岡山大学方式人工網膜 本文へジャンプ
.なぜ光電変換色素を使った人工網膜なのか?

光電変換色素を使った人工網膜の原理
 岡山大学方式の人工網膜は、光電変換色素をシート状にして網膜下に埋め込む。光電変換色素(photoelectric dye)は感光色素(photosensitive dye)の一種で、ある波長幅の光(光エネルギー)を吸収すると分子内で電子が励起される。つまり光電変換色素の分子内で電子の偏りが起こるため、電位差を生じる。この電位差によって神経細胞の膜電位の変化が発生すれば、生体内の視細胞でおこっている現象のように、光エネルギーを神経細胞の興奮に転換できることになる。光電変換色素は色素増感型の太陽電池の開発にも使われている。光電変換色素によって光エネルギーから変換された電位差をため込めば、電池になる。

他施設で研究されている人工網膜
 現在、他施設で開発中の人工網膜には、大別して2つの方式がある。1つは、光ダイオード(光電素子)を集積し、円盤状にして網膜下に埋め込む方式である。前述したように、光ダイオードの欠点としては、感度と起電力供給の問題が大きい。

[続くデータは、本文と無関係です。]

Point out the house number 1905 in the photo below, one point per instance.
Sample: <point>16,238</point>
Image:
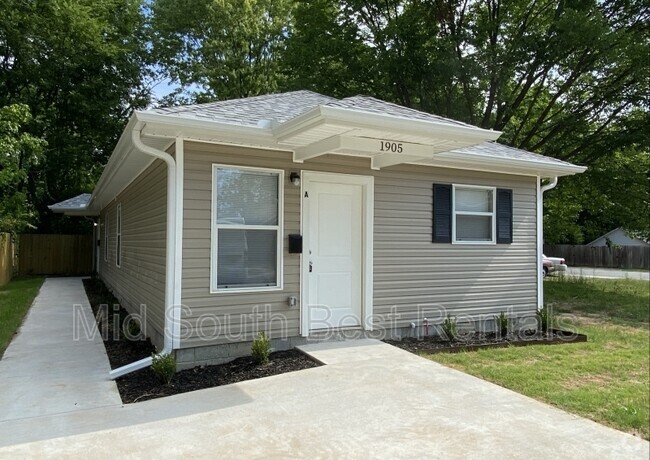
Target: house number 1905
<point>394,147</point>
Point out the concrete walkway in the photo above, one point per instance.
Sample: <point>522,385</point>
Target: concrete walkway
<point>371,400</point>
<point>47,370</point>
<point>609,273</point>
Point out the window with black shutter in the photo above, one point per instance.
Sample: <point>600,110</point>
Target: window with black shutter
<point>471,214</point>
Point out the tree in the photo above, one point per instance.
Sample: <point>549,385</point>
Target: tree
<point>565,78</point>
<point>20,154</point>
<point>223,49</point>
<point>78,65</point>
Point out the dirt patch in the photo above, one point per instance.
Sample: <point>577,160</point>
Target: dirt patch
<point>476,341</point>
<point>144,384</point>
<point>125,344</point>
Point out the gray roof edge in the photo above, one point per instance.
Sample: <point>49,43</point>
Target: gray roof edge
<point>76,203</point>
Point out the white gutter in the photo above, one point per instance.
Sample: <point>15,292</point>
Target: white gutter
<point>172,307</point>
<point>540,236</point>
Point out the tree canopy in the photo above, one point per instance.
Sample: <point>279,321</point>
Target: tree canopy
<point>565,78</point>
<point>78,65</point>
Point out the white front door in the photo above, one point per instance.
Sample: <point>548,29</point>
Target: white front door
<point>333,252</point>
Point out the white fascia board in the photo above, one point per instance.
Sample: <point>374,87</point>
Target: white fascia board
<point>503,165</point>
<point>368,120</point>
<point>193,128</point>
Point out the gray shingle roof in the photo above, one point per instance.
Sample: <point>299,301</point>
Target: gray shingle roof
<point>496,150</point>
<point>372,105</point>
<point>285,106</point>
<point>249,111</point>
<point>77,202</point>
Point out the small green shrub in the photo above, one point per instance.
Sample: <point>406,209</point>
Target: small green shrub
<point>545,319</point>
<point>261,348</point>
<point>449,328</point>
<point>164,366</point>
<point>132,329</point>
<point>503,324</point>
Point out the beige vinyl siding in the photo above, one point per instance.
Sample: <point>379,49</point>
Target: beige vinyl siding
<point>411,273</point>
<point>140,280</point>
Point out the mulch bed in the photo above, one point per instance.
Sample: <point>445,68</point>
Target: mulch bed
<point>477,341</point>
<point>144,384</point>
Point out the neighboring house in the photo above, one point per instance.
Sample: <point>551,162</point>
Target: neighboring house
<point>403,215</point>
<point>618,237</point>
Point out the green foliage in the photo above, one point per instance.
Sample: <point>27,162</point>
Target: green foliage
<point>20,154</point>
<point>164,366</point>
<point>604,379</point>
<point>503,324</point>
<point>79,65</point>
<point>621,301</point>
<point>261,348</point>
<point>449,328</point>
<point>132,329</point>
<point>229,48</point>
<point>15,299</point>
<point>565,79</point>
<point>614,192</point>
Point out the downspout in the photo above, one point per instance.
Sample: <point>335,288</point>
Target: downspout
<point>540,236</point>
<point>170,257</point>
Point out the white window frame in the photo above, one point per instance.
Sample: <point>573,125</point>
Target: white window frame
<point>492,214</point>
<point>118,236</point>
<point>214,227</point>
<point>107,220</point>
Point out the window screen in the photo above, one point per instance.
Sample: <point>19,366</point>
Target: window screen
<point>247,204</point>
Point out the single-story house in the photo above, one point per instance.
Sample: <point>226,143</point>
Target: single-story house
<point>618,237</point>
<point>305,216</point>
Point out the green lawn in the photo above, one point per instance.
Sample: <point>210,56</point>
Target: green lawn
<point>15,299</point>
<point>606,379</point>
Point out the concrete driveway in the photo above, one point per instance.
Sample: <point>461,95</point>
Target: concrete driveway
<point>371,400</point>
<point>610,273</point>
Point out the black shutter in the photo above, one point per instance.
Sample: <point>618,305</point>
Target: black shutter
<point>441,213</point>
<point>504,216</point>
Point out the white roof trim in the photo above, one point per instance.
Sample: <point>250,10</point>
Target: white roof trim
<point>440,144</point>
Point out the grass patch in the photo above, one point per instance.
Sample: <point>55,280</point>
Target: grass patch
<point>15,299</point>
<point>605,379</point>
<point>622,301</point>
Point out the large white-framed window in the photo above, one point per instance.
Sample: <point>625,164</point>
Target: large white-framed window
<point>247,210</point>
<point>473,214</point>
<point>118,236</point>
<point>107,220</point>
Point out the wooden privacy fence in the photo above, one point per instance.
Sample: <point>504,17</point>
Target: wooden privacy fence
<point>601,256</point>
<point>6,258</point>
<point>55,254</point>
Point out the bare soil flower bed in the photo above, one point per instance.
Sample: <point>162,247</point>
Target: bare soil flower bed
<point>144,384</point>
<point>476,341</point>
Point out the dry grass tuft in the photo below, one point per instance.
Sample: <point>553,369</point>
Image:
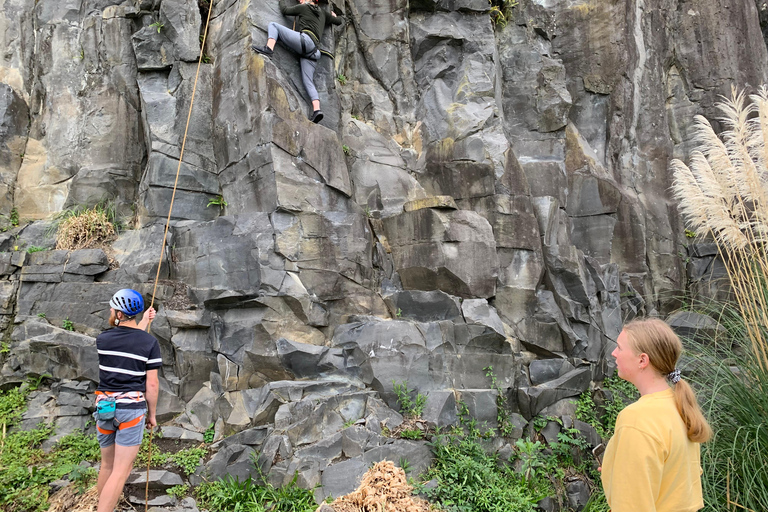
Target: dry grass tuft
<point>384,488</point>
<point>86,230</point>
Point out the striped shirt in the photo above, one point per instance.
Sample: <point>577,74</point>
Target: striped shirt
<point>125,355</point>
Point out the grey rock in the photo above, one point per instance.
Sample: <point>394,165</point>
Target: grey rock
<point>419,242</point>
<point>535,398</point>
<point>696,326</point>
<point>158,479</point>
<point>342,478</point>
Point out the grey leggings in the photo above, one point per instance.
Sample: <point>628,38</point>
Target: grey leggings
<point>292,40</point>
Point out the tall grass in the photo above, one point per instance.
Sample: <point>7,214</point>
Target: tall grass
<point>723,196</point>
<point>735,400</point>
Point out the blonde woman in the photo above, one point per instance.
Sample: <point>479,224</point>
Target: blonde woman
<point>652,462</point>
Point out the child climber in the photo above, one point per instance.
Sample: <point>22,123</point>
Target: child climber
<point>311,21</point>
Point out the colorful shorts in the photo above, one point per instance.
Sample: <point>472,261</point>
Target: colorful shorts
<point>127,429</point>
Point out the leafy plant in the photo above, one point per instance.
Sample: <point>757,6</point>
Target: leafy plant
<point>469,479</point>
<point>209,434</point>
<point>501,12</point>
<point>218,201</point>
<point>189,459</point>
<point>414,433</point>
<point>409,407</point>
<point>503,418</point>
<point>178,491</point>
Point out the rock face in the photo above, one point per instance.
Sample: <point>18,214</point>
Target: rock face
<point>476,196</point>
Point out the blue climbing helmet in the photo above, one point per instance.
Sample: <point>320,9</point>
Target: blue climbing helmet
<point>128,301</point>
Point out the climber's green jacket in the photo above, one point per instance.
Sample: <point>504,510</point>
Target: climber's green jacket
<point>310,17</point>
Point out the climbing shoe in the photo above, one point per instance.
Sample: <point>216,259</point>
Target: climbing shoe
<point>264,50</point>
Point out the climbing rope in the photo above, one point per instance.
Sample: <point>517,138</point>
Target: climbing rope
<point>168,223</point>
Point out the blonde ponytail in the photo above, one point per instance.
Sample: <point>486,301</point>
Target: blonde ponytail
<point>699,430</point>
<point>655,338</point>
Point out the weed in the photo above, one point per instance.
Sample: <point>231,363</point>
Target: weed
<point>35,382</point>
<point>408,406</point>
<point>232,495</point>
<point>188,460</point>
<point>503,418</point>
<point>218,201</point>
<point>471,480</point>
<point>414,434</point>
<point>178,491</point>
<point>501,12</point>
<point>209,434</point>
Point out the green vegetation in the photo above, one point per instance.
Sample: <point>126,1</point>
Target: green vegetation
<point>502,407</point>
<point>231,495</point>
<point>82,227</point>
<point>209,434</point>
<point>733,369</point>
<point>409,407</point>
<point>178,491</point>
<point>218,201</point>
<point>471,480</point>
<point>603,417</point>
<point>501,12</point>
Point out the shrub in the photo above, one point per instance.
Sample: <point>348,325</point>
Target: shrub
<point>408,406</point>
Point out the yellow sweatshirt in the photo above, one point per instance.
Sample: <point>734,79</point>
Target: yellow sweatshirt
<point>649,464</point>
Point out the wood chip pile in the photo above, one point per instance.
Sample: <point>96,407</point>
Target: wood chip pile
<point>384,488</point>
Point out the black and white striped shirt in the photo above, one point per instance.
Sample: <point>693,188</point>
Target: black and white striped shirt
<point>125,355</point>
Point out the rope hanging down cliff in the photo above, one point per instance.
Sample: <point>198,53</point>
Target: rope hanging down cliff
<point>170,210</point>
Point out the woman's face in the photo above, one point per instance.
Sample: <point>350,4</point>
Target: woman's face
<point>627,362</point>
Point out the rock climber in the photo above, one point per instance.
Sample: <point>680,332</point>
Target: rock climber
<point>126,399</point>
<point>311,20</point>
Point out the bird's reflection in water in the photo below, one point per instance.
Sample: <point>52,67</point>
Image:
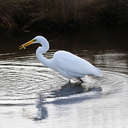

つまり、通常の日常生活の明るさ程度では、神経細胞を刺激するに足る十分な電流がでないので、電池などによる外部からの電力供給で電流を増幅する必要がある。もう1つの方式は、カメラ方式である。カメラで画像を取り込み、この信号を処理して電極アレイ(電極集合体)に伝え、各電極から出力して網膜や視神経、あるいは直接、脳を刺激する。この方式では、どのように信号を処理するかが難しい。

岡山大学方式の人工網膜の利点
 岡山大学方式の人工網膜では、光ダイオードではなく光電変換色素を使うことによって、空間分解能が高くなり、光に対する感度もよくなり外部起電力は不要となる。また、ポリエチレンという柔らかく、しかも生体内で安定なフィルム(薄膜)に光電変換色素を固定することによって、大きな面積の人工網膜を埋め込み、広い視野が得られるようにできる。一方、人工網膜を網膜下へ挿入することによって、残存している網膜神経回路を利用するので、信号処理などの複雑な問題を考える必要がなくなる。
 欠点としては他施設の眼内埋め込み型の人工網膜と同様に、網膜の神経細胞(双極細胞や神経節細胞)が残存していて、しかも、神経節細胞の軸索の束である視神経が機能しているという前提が必要なことである。つまり、網膜の神経細胞がすべて死滅している場合、あるいは、視神経萎縮となっている場合には、これらの眼内埋め込み型の人工網膜は機能しない。このような場合には、電極で脳を直接刺激する必要がある。